Because you and your animated pals have made better records than the markedly less animated musicians in The Good, the Bad & the Queen.

Damon Albarn, perhaps best known these days as 2-D, the main vocalist for Gorillaz, leads a supergroup comprised of bassist Paul Simonon (The Clash), guitarist Simon Tong (The Verve) and drummer Tony Allen (Fela Kuti) on a surprisingly underwhelming journey on The Good, the Bad & the Queen.

That queen part gives you an idea the album's about Britain, but good times are few and far between. Albarn mopes through song after song of the flat, the bland and the shiftless. Maybe it's because of Iraq. "Drink all day / coz the country is at war" he laments on "Kingdom of Doom," as though all life has offer is cold porridge and a front-row seat at the nation's public shaming.

Though Albarn's pace and stance recall some of his soggier work with Blur, the music easily could be mistaken for scrapped Gorillaz compositions. Plenty of the quirks are there: the impish keyboard trundle ("Northern Whale"), the outer space vibe ("Herculean"), the prominent bass ("The Bunting Song"), a choir ("Herculean"). The sonic resemblance is apparent on other songs, too, probably in no small part because Danger Mouse, who handled Demon Days, reprised his role as producer.

And all of these things work to the album's disadvantage, since the similarities underscore its shortcomings. The Good, the Bad & the Queen lacks the adventurousness of Gorillaz, and it lacks the shrewdness and wit of Blur.

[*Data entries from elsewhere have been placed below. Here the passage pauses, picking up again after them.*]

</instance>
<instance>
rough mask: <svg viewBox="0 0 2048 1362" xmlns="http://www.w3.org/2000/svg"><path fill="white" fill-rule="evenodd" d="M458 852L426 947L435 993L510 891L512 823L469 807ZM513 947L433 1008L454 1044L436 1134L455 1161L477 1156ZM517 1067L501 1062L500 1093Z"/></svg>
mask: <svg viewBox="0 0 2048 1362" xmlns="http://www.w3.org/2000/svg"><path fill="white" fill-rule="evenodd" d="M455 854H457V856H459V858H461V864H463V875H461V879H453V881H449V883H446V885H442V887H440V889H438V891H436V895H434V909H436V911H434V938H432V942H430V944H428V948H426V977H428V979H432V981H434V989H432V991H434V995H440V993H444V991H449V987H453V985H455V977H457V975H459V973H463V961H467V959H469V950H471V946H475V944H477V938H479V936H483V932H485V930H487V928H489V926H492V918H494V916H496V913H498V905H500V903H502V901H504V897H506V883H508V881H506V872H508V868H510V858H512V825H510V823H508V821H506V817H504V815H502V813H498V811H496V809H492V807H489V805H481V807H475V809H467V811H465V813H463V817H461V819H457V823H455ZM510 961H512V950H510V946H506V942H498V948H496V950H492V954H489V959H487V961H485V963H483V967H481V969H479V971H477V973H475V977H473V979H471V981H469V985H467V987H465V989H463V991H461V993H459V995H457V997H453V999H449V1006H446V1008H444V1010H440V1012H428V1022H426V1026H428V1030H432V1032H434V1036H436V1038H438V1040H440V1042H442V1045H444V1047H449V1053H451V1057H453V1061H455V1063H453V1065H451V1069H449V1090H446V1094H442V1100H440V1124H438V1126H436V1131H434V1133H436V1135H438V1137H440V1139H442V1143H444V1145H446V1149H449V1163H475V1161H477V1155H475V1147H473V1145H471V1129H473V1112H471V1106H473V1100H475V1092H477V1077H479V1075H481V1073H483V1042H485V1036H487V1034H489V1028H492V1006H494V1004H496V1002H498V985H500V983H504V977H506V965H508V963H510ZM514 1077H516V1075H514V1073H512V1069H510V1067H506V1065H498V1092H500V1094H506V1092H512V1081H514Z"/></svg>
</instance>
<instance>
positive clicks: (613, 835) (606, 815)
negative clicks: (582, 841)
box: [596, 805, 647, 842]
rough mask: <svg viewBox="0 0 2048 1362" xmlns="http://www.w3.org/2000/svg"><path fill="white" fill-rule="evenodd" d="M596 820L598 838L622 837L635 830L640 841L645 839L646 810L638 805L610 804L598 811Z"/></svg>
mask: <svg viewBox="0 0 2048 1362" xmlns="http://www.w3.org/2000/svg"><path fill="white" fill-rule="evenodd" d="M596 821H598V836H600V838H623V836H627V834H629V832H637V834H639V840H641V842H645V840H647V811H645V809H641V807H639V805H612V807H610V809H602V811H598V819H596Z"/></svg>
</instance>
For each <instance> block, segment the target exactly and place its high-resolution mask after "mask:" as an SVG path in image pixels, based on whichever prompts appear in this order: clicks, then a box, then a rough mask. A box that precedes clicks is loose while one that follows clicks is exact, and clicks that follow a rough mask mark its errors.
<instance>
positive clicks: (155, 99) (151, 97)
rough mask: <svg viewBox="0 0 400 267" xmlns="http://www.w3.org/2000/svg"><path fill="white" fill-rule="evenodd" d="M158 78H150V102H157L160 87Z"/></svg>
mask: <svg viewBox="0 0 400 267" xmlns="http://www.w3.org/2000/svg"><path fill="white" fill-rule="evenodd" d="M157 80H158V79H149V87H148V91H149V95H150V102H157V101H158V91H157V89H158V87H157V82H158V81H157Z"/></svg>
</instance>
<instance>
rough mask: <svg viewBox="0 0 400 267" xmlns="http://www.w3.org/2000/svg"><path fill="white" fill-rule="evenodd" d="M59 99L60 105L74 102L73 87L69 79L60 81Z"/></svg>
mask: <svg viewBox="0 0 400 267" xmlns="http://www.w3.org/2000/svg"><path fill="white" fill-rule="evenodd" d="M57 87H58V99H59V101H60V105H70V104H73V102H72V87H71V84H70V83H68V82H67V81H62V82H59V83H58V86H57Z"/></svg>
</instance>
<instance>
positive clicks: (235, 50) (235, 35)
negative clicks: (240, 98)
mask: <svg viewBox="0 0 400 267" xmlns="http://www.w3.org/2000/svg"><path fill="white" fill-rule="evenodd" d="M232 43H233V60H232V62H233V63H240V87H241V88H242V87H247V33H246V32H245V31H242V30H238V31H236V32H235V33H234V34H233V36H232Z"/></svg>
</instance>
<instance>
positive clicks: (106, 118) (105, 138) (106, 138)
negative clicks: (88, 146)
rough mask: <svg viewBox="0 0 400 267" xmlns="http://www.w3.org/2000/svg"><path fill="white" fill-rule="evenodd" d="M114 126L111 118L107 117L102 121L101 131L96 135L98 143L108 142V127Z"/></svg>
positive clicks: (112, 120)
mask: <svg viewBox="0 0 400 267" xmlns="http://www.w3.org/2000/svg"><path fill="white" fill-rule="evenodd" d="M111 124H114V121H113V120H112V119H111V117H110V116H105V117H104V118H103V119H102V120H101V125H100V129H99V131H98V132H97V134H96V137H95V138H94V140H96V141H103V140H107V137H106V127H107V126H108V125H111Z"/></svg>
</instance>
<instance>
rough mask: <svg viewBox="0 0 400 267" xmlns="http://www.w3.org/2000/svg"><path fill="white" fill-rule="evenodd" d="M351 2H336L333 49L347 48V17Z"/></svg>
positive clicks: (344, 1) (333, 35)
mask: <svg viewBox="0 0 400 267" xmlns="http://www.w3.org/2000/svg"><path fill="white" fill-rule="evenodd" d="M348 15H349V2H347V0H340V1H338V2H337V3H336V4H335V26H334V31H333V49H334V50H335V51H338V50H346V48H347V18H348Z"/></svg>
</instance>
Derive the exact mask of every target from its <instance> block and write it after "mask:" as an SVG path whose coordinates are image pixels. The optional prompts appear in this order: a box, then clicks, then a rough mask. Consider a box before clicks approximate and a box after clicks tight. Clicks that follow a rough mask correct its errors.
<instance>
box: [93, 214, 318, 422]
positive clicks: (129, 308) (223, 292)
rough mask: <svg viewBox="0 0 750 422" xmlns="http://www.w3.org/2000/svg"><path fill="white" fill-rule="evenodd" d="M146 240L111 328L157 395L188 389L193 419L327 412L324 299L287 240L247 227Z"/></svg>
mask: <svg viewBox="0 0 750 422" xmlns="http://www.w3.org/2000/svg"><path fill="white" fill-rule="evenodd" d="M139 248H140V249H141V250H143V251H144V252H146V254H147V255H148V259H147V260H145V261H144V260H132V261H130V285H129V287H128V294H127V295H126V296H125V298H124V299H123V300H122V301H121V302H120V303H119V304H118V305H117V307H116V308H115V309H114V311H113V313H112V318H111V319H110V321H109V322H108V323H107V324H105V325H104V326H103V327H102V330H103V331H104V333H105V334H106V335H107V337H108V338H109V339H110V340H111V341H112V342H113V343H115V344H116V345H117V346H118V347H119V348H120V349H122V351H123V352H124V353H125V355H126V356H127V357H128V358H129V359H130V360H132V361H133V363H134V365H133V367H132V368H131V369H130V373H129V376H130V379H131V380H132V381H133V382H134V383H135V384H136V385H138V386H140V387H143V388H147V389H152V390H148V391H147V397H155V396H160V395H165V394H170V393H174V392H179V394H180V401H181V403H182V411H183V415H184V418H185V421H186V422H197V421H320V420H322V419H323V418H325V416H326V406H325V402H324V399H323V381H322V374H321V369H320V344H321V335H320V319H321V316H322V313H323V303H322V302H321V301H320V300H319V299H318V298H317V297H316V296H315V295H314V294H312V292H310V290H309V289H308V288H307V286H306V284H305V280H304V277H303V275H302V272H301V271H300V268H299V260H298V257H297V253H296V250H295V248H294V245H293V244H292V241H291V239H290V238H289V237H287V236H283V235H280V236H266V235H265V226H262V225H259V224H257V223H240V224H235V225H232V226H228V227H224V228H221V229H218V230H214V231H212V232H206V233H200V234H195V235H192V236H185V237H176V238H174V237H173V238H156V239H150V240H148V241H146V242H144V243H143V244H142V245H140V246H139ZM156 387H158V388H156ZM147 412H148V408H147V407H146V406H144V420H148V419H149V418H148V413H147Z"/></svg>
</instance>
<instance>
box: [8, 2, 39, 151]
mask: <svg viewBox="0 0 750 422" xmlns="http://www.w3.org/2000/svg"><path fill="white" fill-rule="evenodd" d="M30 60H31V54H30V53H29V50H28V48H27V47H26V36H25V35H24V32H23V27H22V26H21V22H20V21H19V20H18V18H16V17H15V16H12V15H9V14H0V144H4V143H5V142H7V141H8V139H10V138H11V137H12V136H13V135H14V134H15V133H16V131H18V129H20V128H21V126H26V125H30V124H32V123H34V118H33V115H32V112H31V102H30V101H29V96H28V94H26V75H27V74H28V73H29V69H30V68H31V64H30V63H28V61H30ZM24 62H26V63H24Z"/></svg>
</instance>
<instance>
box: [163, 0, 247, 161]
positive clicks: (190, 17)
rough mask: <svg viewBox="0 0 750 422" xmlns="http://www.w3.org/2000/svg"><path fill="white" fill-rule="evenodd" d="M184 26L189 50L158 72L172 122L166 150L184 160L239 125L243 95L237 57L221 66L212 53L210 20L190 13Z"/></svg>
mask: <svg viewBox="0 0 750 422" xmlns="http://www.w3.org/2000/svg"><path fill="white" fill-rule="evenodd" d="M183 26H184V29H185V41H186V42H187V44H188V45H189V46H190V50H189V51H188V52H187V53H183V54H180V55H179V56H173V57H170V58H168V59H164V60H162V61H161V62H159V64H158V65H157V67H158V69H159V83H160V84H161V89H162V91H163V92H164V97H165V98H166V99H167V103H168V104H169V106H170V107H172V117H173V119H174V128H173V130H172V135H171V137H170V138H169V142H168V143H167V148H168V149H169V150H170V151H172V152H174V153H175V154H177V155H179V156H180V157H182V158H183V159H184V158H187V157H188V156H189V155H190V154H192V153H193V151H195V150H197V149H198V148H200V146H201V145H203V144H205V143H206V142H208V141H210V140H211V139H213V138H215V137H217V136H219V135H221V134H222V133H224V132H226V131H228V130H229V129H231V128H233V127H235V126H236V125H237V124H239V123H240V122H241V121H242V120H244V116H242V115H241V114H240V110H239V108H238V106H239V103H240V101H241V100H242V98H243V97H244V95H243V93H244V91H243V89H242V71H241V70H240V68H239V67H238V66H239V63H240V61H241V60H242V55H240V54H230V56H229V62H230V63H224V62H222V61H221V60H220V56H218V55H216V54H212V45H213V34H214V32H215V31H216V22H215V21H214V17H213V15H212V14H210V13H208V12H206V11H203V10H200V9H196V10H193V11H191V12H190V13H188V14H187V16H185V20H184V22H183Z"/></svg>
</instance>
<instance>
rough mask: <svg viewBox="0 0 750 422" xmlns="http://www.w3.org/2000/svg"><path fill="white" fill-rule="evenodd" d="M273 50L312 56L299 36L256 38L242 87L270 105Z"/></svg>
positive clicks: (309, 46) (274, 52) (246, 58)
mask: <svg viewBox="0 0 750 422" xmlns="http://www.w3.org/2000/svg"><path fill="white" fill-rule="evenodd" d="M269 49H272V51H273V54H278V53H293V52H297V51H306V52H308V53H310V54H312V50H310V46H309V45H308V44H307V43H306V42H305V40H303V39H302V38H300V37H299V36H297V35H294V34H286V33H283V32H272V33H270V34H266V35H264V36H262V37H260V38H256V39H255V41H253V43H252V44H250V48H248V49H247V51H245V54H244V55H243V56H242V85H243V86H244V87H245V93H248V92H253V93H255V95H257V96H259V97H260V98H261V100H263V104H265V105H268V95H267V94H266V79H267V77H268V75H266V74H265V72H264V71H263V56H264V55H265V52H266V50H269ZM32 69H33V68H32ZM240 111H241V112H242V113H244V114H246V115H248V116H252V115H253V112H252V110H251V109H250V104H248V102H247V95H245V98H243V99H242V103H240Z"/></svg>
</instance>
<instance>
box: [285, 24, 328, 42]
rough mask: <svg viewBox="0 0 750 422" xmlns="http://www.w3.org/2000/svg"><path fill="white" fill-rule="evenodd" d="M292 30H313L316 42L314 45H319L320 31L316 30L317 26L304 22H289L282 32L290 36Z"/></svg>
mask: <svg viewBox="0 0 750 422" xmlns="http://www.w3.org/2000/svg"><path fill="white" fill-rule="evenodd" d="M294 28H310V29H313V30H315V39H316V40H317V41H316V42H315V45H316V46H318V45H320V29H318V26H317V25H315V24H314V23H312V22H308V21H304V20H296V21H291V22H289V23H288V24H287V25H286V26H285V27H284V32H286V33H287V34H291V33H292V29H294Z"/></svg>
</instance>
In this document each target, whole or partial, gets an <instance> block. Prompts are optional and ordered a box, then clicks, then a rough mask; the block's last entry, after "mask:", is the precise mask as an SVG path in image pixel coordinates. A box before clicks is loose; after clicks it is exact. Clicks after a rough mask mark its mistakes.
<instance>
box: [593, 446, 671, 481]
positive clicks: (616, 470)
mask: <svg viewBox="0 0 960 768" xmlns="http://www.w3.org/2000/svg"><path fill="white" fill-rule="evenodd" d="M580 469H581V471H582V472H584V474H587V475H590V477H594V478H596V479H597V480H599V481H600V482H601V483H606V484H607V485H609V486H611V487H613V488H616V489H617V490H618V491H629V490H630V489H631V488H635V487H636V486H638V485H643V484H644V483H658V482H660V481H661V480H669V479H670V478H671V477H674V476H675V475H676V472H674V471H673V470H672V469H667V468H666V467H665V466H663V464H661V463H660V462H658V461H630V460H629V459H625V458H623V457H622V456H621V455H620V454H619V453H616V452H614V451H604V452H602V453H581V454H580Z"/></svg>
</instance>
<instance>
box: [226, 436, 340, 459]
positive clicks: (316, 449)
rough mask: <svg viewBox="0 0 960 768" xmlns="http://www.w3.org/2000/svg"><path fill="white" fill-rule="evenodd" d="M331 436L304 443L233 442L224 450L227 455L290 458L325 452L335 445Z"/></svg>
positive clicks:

Nevertheless, a few cuts are worth hearing. "80's Life" has a Beach Boys nod and a nice piano chord progression. "Three Changes" bustles with agitated clatter. By the time the other band members really assert themselves --- three minutes into the final track --- it's a welcome, rocking contrast to the pervading wet-blanket monotony.

You wonder what Albarn had them doing the rest of the time. Eating porridge?